In a large mixing bowl thoroughly mix together all the meatball ingredients. Form the mixture into meatballs about 1-inch in diameter (you should end up with about 25 meatballs). Place meatballs on a lightly oiled rimmed baking sheet and bake in the preheated oven for 12 minutes.
THE SAUCE:
Bring a large pot of water to a boil over medium-high heat. Rinse the tomatoes and remove any stems. Place the tomatoes in the boiling water and cook for 10 minutes.
Using a slotted spoon transfer the tomatoes from the boiling water (keep the water on the stove boiling for the pasta) to an ice bath and let sit for 5 minutes.
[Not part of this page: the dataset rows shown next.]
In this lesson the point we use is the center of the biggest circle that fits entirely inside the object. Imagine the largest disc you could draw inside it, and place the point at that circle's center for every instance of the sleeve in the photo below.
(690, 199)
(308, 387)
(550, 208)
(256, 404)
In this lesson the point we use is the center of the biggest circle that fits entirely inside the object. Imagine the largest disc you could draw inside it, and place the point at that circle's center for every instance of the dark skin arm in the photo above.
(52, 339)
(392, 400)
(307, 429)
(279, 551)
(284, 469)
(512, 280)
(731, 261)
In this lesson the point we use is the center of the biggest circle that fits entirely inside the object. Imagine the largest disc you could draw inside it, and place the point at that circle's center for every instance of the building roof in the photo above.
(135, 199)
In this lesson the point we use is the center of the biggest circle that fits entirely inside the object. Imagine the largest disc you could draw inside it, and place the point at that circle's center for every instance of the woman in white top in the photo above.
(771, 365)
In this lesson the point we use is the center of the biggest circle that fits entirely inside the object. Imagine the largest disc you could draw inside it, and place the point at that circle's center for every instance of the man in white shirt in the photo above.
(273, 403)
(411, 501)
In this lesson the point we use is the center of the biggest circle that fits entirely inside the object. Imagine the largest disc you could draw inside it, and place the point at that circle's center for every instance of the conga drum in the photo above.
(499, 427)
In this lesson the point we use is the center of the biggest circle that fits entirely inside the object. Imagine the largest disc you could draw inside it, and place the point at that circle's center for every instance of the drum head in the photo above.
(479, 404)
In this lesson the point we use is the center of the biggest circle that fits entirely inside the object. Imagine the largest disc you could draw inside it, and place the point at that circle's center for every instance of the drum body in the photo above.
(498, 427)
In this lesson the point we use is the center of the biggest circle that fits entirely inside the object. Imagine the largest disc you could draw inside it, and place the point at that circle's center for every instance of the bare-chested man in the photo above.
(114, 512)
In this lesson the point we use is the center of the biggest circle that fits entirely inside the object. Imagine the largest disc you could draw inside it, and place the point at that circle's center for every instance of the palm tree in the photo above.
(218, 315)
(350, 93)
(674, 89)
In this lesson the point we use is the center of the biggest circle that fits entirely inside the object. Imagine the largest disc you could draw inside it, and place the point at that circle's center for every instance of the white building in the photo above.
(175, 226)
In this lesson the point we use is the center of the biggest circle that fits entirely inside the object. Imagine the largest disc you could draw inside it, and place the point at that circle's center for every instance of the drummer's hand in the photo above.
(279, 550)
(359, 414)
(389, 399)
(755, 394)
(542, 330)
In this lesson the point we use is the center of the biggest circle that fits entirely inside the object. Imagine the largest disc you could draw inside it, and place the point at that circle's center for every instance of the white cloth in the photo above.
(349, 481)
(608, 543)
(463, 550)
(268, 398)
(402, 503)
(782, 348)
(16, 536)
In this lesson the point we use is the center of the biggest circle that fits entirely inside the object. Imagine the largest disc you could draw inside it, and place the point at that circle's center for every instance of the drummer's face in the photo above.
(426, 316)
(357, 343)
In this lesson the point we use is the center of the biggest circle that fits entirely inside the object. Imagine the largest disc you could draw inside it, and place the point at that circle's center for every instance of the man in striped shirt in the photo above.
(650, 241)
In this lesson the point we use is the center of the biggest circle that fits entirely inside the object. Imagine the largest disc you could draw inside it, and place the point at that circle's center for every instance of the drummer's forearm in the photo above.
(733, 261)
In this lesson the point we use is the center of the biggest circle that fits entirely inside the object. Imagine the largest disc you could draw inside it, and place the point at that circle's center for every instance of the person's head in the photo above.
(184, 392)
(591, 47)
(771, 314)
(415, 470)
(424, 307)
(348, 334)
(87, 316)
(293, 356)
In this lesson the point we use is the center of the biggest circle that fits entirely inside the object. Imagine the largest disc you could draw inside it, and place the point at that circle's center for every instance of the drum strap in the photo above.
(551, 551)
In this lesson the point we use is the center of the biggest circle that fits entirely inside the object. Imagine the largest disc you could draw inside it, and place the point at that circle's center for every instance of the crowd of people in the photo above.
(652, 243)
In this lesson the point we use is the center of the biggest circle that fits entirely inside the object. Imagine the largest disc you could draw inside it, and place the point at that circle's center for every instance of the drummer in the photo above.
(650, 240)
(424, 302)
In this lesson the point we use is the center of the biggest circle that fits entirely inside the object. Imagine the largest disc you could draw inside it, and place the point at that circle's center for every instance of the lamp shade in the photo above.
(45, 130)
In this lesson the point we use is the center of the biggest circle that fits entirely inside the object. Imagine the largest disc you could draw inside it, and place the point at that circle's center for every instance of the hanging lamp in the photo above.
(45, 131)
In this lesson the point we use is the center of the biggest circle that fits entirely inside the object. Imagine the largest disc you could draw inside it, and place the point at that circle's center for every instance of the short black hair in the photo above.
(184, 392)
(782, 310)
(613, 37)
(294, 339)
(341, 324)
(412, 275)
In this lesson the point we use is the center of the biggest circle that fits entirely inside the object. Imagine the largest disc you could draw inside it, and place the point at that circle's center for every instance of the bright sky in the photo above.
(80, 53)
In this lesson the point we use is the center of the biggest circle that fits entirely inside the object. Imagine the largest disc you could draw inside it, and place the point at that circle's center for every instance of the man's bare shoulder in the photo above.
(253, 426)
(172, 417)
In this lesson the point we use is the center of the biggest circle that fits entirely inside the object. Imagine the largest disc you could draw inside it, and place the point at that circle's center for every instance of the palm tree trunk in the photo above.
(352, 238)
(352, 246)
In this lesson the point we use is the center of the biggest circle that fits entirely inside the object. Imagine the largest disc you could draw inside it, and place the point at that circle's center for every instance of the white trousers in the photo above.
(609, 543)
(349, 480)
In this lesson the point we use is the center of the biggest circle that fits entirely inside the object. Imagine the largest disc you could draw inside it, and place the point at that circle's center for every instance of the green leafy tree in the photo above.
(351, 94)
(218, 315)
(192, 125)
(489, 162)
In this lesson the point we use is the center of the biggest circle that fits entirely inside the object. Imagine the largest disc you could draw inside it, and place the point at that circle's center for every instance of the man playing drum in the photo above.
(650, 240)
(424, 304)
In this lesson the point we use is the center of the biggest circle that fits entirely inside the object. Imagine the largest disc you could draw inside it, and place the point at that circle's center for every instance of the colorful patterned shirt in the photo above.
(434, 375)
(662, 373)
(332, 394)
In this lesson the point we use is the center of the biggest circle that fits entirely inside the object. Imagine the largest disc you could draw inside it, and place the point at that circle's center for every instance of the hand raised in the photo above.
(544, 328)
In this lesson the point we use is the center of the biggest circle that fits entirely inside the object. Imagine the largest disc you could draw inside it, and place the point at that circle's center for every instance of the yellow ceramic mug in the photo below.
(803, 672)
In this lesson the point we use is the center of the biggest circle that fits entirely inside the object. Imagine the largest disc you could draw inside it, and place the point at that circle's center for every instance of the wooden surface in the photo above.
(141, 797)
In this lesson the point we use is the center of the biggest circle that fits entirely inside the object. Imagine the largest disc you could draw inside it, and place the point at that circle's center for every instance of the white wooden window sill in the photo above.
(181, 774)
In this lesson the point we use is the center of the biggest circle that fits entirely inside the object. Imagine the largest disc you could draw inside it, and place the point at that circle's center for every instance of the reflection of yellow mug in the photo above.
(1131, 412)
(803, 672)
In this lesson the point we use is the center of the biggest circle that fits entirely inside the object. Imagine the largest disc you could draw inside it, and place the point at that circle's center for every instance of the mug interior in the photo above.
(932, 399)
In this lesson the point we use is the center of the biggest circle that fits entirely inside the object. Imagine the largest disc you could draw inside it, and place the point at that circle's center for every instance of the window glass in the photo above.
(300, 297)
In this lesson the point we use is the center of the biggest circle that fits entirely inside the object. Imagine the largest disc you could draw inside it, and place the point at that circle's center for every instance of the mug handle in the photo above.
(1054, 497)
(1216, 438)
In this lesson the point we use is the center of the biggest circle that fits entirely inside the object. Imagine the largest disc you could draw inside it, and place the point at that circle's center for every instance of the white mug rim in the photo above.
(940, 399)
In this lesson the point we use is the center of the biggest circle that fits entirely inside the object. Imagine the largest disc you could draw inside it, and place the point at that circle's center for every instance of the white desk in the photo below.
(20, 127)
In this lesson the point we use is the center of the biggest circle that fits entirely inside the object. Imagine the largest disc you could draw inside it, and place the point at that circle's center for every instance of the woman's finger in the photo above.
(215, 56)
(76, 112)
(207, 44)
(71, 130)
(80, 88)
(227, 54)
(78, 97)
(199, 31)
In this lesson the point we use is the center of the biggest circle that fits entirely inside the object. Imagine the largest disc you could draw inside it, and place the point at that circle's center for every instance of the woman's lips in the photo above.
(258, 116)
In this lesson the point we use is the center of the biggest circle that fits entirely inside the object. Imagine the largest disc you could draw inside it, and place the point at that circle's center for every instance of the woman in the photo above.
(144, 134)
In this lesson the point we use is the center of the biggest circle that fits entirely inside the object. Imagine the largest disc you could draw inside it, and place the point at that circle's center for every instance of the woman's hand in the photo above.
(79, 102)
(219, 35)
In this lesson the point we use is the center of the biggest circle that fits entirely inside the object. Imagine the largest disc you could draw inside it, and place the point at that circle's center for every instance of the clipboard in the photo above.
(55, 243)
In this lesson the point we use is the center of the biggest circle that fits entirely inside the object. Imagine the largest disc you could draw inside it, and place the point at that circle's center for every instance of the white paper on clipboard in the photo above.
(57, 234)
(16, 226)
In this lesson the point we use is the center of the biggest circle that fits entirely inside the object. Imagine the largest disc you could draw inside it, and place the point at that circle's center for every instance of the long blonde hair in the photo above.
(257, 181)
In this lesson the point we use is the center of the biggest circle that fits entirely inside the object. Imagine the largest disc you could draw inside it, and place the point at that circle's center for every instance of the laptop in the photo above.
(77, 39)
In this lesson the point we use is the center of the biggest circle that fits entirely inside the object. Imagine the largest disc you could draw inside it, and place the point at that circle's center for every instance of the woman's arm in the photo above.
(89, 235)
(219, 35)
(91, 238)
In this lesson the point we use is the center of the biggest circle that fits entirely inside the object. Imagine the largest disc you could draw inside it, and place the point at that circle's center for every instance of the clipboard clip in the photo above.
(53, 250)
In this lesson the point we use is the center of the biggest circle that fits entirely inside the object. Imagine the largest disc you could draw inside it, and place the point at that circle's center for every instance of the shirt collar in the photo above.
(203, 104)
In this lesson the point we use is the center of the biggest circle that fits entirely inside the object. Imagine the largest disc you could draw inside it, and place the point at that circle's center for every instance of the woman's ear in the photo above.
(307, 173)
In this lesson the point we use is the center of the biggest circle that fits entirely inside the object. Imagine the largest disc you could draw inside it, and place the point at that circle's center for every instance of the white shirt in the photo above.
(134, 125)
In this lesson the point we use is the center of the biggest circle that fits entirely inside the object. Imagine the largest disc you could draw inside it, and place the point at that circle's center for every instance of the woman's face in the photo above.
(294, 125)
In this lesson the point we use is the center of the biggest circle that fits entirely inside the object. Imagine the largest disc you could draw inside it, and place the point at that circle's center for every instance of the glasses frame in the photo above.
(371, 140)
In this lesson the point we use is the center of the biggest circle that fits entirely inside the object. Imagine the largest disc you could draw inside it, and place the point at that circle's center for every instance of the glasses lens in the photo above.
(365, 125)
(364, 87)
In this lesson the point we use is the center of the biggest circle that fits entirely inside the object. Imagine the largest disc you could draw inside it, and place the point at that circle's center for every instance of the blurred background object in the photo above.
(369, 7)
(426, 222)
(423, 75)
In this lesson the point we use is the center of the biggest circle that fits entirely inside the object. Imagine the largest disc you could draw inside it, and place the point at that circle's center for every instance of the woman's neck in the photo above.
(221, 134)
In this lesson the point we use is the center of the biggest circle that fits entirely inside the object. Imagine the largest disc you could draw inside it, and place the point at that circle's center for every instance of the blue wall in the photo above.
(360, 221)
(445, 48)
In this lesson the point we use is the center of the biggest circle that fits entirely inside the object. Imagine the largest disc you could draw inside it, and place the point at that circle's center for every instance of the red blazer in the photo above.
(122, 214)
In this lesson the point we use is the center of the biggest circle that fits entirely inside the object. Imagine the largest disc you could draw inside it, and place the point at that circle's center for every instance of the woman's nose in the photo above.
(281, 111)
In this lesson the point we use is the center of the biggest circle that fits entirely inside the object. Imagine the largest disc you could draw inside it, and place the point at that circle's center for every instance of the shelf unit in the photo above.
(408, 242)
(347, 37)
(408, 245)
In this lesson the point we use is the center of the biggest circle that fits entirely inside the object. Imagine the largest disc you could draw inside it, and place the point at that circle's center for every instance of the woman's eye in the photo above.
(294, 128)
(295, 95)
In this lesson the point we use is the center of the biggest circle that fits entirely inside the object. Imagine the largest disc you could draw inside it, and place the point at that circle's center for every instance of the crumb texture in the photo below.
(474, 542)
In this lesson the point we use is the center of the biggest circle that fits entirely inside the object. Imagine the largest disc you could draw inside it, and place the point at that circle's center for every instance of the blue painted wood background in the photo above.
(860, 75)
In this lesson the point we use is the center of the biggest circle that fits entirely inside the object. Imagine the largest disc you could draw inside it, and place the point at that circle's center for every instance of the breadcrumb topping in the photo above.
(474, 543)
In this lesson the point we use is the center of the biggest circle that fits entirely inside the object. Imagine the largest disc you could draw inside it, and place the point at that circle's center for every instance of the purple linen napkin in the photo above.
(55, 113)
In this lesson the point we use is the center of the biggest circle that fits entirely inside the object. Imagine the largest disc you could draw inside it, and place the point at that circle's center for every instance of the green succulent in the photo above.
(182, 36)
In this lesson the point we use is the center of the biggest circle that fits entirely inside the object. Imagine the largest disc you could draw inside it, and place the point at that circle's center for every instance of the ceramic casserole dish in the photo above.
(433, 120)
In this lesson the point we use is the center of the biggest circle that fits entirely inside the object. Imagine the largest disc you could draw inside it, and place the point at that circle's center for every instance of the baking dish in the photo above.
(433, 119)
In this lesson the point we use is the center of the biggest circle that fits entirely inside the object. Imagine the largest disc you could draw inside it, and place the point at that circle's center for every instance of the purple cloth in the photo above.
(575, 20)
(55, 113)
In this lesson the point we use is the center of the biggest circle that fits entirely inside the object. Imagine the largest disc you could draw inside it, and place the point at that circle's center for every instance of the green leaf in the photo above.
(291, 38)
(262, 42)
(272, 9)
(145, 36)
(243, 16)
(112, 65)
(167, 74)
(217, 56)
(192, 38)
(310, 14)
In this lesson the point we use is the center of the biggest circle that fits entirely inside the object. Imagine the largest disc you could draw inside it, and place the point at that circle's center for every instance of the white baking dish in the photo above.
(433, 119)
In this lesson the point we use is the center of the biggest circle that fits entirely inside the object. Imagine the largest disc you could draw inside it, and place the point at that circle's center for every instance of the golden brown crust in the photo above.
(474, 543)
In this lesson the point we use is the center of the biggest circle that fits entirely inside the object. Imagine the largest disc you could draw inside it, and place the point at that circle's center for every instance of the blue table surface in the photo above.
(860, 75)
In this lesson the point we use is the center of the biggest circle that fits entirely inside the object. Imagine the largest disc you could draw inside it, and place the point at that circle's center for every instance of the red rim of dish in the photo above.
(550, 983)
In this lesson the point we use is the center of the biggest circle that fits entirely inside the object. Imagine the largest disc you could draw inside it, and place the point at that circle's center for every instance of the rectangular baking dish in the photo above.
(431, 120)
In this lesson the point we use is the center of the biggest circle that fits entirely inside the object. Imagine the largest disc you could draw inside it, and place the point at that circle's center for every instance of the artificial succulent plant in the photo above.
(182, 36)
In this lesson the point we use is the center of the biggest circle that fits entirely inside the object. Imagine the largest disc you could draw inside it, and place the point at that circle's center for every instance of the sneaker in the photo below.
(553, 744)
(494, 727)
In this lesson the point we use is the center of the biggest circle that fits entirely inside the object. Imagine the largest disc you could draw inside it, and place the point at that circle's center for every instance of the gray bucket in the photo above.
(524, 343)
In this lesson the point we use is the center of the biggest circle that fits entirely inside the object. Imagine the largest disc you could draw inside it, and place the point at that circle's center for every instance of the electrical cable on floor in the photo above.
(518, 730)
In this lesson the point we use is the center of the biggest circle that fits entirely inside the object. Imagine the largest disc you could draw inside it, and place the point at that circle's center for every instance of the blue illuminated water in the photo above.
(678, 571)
Take the tomatoes out of the ice bath and gently remove and discard the skins. Roughly chop the tomatoes and set aside.
Add the tomatoes, garlic cloves, and onion to a blender or food processor and pulse until smooth. Heat the oil in a saucepan over medium heat. Add the tomato mixture to the pan and cook, stirring occasionally, for about 5 minutes. Stir in the basil and salt then reduce heat to medium-low and stir in the meatballs. Partially cover the pan and simmer, gently stirring occasionally, while you cook your pasta.
THE PASTA AND FINISHING UP:
Add the pasta to the boiling water and cook your pasta just shy of al dente (firm to the bite). Drain pasta and transfer to a large serving bowl.
Pour the sauce and meatballs over the pasta and gently toss to combine. Serve pasta with freshly grated Parmesan.